«Un oasis de horror en el desierto del aburrimiento» es el provocativo título de una exposición en el Visual Centre for Contemporary Art en el condado de Carlow, en Irlanda, cuyo tema es el feminicidio impune en Ciudad Juárez desde principios de la década de los noventa y que continúa cobrando nuevas víctimas.
Aparte de los esfuerzos de la embajada de México y del interés de algunos directores de museos que se cuentan con los dedos de una mano —y sobran—, no existe en Irlanda una presencia cultural mexicana consolidada que vaya más allá de aspectos pintorescos. De ahí que las exposiciones que reúne el Visual Centre for Contemporary Art tengan un carácter excepcional porque representan una muestra colectiva en la que conviven artistas irlandeses, una artista mexicana y una escandinava y, sobre todo, porque su trabajo participa en una encrucijada que reúne la pintura, la instalación, el cine, el performance y el involucramiento de un grupo de estudiantes bajo un tema cuyo signo regente es la muerte.

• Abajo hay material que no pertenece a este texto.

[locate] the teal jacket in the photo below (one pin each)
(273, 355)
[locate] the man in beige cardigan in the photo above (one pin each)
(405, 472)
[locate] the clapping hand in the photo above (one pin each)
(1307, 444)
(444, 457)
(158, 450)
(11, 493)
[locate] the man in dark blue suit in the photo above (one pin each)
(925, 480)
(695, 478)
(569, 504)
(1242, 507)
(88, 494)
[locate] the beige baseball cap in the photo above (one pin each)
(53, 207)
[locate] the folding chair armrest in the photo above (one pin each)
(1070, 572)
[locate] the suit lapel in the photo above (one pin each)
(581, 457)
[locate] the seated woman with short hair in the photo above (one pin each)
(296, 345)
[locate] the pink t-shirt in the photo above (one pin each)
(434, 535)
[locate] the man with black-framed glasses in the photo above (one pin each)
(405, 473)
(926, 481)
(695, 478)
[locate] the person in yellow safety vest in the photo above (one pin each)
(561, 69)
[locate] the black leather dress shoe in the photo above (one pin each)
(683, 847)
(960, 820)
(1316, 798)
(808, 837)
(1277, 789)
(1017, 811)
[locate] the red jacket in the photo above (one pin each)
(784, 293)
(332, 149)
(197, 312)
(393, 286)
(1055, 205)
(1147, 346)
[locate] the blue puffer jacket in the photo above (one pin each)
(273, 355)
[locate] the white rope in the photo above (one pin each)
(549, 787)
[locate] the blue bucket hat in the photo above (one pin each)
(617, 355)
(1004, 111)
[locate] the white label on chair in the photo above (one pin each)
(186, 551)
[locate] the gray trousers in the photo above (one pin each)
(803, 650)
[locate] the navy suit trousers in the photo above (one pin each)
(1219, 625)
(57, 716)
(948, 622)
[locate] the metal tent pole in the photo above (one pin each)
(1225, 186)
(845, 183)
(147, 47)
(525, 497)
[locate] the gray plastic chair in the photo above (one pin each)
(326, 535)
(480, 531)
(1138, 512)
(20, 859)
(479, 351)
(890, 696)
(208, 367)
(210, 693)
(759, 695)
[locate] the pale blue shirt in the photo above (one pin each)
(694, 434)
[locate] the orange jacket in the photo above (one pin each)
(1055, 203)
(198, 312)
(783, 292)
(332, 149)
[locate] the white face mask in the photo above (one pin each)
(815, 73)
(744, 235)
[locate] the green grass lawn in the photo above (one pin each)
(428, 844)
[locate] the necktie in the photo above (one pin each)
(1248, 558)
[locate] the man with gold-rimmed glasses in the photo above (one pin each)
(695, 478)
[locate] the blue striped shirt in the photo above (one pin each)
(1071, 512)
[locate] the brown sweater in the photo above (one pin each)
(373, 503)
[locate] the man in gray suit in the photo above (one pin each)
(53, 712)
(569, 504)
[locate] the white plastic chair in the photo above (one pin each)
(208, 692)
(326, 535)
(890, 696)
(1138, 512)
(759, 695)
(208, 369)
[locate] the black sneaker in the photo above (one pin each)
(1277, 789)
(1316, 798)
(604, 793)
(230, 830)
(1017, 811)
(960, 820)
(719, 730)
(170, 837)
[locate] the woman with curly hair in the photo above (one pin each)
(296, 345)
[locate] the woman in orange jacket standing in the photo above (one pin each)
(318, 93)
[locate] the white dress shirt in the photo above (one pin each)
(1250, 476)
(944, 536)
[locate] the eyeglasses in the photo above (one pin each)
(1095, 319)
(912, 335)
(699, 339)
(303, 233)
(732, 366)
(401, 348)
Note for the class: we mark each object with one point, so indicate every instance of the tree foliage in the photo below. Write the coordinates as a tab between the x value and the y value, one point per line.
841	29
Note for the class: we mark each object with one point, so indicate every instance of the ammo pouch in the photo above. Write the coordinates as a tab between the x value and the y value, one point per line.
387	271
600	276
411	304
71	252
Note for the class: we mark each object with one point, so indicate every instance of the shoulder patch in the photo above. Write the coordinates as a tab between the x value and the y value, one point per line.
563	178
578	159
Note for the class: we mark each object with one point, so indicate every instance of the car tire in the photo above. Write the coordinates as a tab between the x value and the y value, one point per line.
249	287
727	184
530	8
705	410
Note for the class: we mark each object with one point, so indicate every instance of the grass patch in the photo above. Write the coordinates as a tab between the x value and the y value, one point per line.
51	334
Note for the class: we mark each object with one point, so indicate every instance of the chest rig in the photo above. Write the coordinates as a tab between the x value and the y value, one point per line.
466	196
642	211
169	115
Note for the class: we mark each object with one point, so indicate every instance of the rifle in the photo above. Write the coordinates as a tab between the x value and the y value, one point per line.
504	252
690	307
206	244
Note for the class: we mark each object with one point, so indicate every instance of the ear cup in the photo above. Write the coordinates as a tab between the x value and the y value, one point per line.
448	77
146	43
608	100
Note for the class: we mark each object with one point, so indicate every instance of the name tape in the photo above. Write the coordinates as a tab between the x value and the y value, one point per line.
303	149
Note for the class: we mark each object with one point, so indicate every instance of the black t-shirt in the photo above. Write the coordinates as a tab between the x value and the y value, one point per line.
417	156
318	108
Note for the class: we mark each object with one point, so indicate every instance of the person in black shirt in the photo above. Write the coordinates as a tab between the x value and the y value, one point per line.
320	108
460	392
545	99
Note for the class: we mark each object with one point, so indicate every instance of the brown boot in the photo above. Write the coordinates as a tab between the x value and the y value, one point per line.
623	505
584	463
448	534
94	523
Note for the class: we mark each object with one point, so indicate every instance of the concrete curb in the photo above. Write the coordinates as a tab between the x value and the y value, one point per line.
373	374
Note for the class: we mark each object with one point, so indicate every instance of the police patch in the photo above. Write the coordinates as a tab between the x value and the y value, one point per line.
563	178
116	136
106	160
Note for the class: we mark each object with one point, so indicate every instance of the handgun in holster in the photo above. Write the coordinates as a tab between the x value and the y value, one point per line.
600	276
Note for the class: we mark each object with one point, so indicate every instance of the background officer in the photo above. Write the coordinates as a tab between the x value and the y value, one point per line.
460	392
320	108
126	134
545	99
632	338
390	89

El animador de esta reunión es Brian Maguire, quien durante años ha dividido su tiempo entre crear su obra, dar clases formales en una escuela de artes plásticas y enseñar a los presos a pintar. No se trata de una vocación caritativa sino de una forma de entender la creación desde los márgenes y proporcionar a los presos las herramientas para reflexionar sobre su condición, expresarla y, con ello, transformarla. El arte como instrumento de liberación donde es más necesario.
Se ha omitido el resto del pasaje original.